気だるげ男子の無自覚な独占欲
佐原くんと湯本くん
『好きじゃないのにキスをした』
そうはっきりと告げられて、心が酷く傷ついて。涙が溢れ出しそうになって。
そこでやっと、私は自分の気持ちを自覚した。
……私は湯本くんのことが好きなんだ。
気持ちよさそうに眠る顔が可愛いところとか。
さりげなく分け与えてくれる、温もりや優しさとか。
保健室のベッドを2人で分けて、眠って。
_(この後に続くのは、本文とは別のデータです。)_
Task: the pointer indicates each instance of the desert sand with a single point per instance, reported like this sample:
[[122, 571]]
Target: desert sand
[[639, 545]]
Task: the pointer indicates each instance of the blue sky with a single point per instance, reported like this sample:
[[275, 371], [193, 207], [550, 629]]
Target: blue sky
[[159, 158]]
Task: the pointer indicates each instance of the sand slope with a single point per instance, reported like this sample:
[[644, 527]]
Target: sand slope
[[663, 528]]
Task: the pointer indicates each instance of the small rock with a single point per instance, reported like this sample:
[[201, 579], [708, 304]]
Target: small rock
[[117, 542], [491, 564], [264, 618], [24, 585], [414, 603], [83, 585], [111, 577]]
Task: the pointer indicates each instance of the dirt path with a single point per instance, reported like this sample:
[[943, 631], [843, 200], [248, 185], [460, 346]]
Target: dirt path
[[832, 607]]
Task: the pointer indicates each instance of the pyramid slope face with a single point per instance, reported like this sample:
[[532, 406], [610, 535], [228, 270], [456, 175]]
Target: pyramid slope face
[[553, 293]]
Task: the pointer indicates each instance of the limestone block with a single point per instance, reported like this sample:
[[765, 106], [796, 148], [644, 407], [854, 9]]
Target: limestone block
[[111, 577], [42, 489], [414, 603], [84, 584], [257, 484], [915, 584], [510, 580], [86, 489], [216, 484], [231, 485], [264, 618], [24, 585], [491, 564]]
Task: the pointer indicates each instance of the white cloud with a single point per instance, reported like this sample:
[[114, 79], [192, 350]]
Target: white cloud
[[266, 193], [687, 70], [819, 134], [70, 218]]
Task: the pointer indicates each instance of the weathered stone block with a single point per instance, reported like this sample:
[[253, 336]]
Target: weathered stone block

その時間が大切で。
恋を自覚した瞬間、恋を失った。
ほんとは佐原くんとの約束なんてなかったのに、嘘をついて逃げ出した。
涙をこらえながら保健室から出たら、驚いた顔をした佐原くんが廊下に立っていて。
『えっ、浅川さん? どうしたの?』
涙を止められない私を、人目のつかないように隣の会議室に押し込んでくれた。
私が泣いてるところを見ないようにって、自分は廊下にいてくれて……佐原くんが人気者な理由もわかった。
それからしばらくして落ち着いてきた頃、ドアがからりと開いて、
『湯本くんになにかされた……?』
ちょっと怒ったような、でも心配の情を一番滲ませた佐原くんは、私の少し潤んだままの瞳を覗き込んだ。